Archive for the ‘practices’ Category
In the post, Michael tells about a design he made, which he then handed over to a colleague for implementation, followed by regular reviews. The design (or a modification of it) had a problem that neither Michael nor his colleague did spot – until a bug was reported that was caused by the problem.
Michael’s argument for why he didn’t see the problem earlier hits spot on:
In one scenario, you’re a passive observer, highlighting obvious troublesome spots and talking about established facts. In the other, you’re actively involved in massaging the code, feeling the awkwardness, and hopefully sparking that part of your brain that’s responsible for solving the big mysterious of our time.
I, too, have made the experience that you need to be working on the code, writing the tests, calling the APIs in order to get that feeling that something really should be improved. That way, you get the feeling before it really hurts. Regular reviews can help, but can not replace that hands-on experience.
However, Michael comes to the conclusion that this example is not enough to justify having a pair programming factor of 100%:
[…] writing that part of the library took weeks. Fixing the design problem in an intense refactoring session took two days.

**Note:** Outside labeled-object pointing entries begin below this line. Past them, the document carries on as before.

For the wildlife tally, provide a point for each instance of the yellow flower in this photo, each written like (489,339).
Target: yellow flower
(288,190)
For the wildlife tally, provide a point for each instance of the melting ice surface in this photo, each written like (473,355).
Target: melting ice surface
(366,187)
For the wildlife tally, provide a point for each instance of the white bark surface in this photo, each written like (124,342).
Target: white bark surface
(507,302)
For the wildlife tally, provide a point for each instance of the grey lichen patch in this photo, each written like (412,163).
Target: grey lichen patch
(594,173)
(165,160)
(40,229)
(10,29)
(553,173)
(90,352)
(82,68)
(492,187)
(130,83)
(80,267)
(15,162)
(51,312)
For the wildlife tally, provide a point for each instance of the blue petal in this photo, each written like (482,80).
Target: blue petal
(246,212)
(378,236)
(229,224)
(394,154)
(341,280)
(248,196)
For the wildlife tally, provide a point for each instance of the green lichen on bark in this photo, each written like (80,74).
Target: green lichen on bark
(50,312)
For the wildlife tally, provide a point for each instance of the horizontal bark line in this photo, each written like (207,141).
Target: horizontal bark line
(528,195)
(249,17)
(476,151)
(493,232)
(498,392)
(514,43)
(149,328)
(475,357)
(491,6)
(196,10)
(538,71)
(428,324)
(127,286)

That point aroused my interest. Two days vs. two weeks. Of course, you’d rather spend two days for bug fixing than having both developers tied together for two weeks, right? Well, let’s see.

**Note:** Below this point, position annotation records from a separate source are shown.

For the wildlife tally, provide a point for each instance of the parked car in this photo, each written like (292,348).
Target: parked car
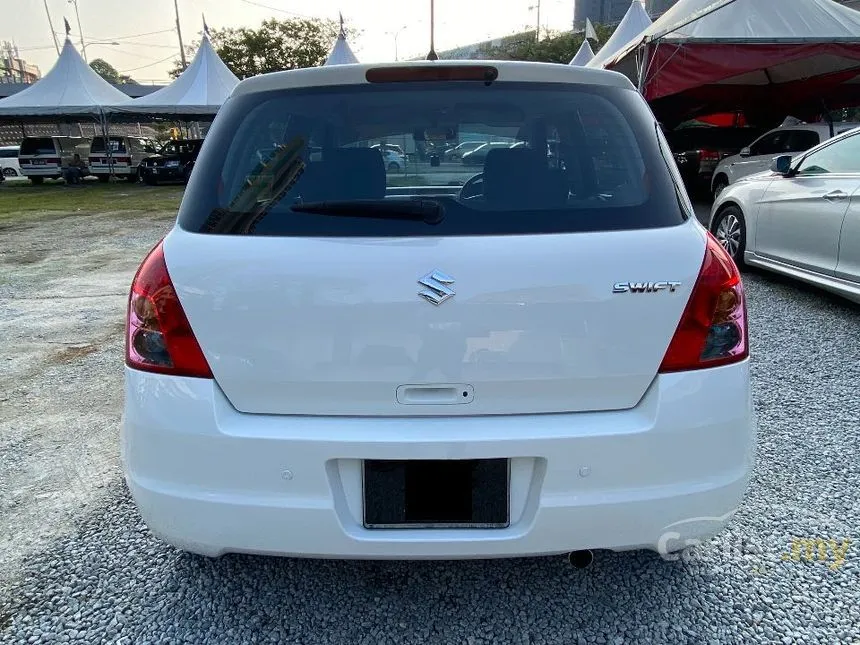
(392,147)
(801,218)
(479,155)
(43,158)
(758,156)
(699,150)
(394,162)
(321,362)
(456,153)
(172,163)
(9,166)
(126,153)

First, I’m asking myself, how much time was spent for reviews, communication, and support during those two weeks? In general, in scenarios where a lead developer creates a design implemented by another developer, what is the inherent pair factor, i.e. the percentage of time the two developers need to spend together anyway?

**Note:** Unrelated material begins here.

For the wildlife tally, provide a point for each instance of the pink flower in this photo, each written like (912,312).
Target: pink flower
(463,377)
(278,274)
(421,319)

Of course, this depends on the level of skill as well as the coding and domain experience the implementing colleague has. As a matter of fact, I know that Michael’s colleague is a skilled person, but still, in my own experience, when one developer makes the design and another implements it, a lot of communication and a lot of thorough reviews are needed. And that takes a lot of time.
With that inherent pair factor defined, the next thing I’m asking is: if the two developers had worked on the feature together, would it really have taken two weeks to complete? In my experience, features tend to get solved much more quickly by pairs than by single developers. This is probably due to different factors, but for me personally, pair programming tends to raise my load factor because my peer forces me to avoid distractions more rigorously, and it improves my feature throughput because when I am forced to give in to a distraction, my peer can continue working on the feature. That both fills the time I’m distracted and avoids the time costs of the mental context switches involved with the distractions.
Then, there is another well-known principle to consider: the longer a design problem exists in the code, the more expensive it will be to fix. There will inevitably be workarounds built around the problems, other code will come into existence making use of the problematic design, tests will be written based on the design, and so on. All of these make the problem harder to fix the older it is. In Michael’s specific case, a bug report informed the developers of the problem. I assume that bug report came from QA, which of course is much better than a bug report by a customer (which may cost you in terms of time, money, and reputation), but even so: the time spent by QA people for spotting, reproducing, documenting, and communicating the bug is significant and should not be ignored.
So, what’s my take on this? Let’s do 100% pair programming for everything?
Ideally, yes. Realistically, that’ won’t be possible. But let’s at least try to be fair when calculating the costs of not performing pair programming. In the face of the inherent pair factor, the lower feature throughput, and the growing costs of design and code problems over time, I think that a reasonable amount of pair programming is sensible. Even economically.